Twitter On Scala
machaut writes "Twitter, one of the highest profile Ruby on Rails-backed websites on the Internet, has in the past year started replacing some of their Ruby infrastructure with an emerging language called Scala, developed by Martin Odersky at Switzerland's École Polytechnique Fédérale de Lausanne. Although they still prefer Ruby on Rails for user-facing web applications, Twitter's developers have started replacing Ruby daemon servers with Scala alternatives, and plan eventually to serve API requests, which comprise the majority of their traffic, with Scala instead of Ruby. This week several articles have appeared that discuss this shift at Twitter. A technical interview with three Twitter developers was published on Artima. One of those developers, Alex Payne, Twitter's API lead, gave a talk on this subject at the Web 2.0 Expo this week, which was covered by Technology Review and The Register."
Kidding aside, is this a 'nail' in the coffin of scalable Ruby? 5 years ago people were saying the same thing about PHP scaling but Facebook has done a rather nice job of making it scale. Twitter was supposed to be the poster child of how awesome Ruby and RoR was.
Difference is, Facebook is still using php, Twitter is going toScala.
Well... just to name a few:
This, of course, does not make Twitter a panacea, but it certainly makes it interesting enough to warrant the occasional Slashdot article.
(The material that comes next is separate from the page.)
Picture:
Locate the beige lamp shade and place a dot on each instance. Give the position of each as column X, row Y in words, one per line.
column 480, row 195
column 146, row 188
If I want to use any Java software then I'll use Scala. I see people bashing Scala, saying the languages they know are good enough or they can just use jython/jruby/groovy, but they clearly know little about Scala.
One thing that's nice about Scala that Java, Jython, JRuby, and Groovy all lack is it's powerful type system and pattern matching. Once you get used to good pattern matching like in Scala, SML, OCaml, or Haskell you won't want to go back. Plus you get all the benefits of running on the JVM at high speed (unlike all the aforementioned JVM languages, except Java itself.)
Honestly, you should check out Scala before you bash it. It's a very good choice wherever you might choose Java, which is a good choice for the back end. Twitter's developers are smart and experienced. They didn't choose Scala just to be cool. It is a powerful tool that can get the job done in an elegant way.
Read this and all will become clear:
Event-Based Programming without Inversion of Control
mp3's are only for those with bad memories
Anyone who thinks Ruby on Rails can't scale is as dogmatic in their anti-hype as the original hypers were. The right tool for the right job and all that.
Maybe they use Scala because writing Java code is painful by comparison. Tons of boilerplate, every exception has to be caught in every scope, no pattern matching, no named arguments, and on and on. For people like me, without Scala the JVM wouldn't even be under consideration, though I admit that Java has been more usable since it got generics.
Please get some facts before digging up this long-dead and well-buried "Ruby or Rails doesn't scale" bullshit again.
Says the person getting his/her 'facts' from Obie Fernandez's insane flamebait blog post? Holy crap, dude!
When the Twitter folks wrote their own message queue, there were very limited options on the market. Seeing as Obie Fernandez has failed to even begin to explain, in technical terms (rather than saying "... made me throw up in my mouth") what's wrong with their implementation, forgive me if I don't consider this damning evidence
Moreover, if you're going to reference Basecamp, Campfire, Lighthouse, et al, perhaps you should also reference the ridiculous effort and resources that they expend in scaling Rails?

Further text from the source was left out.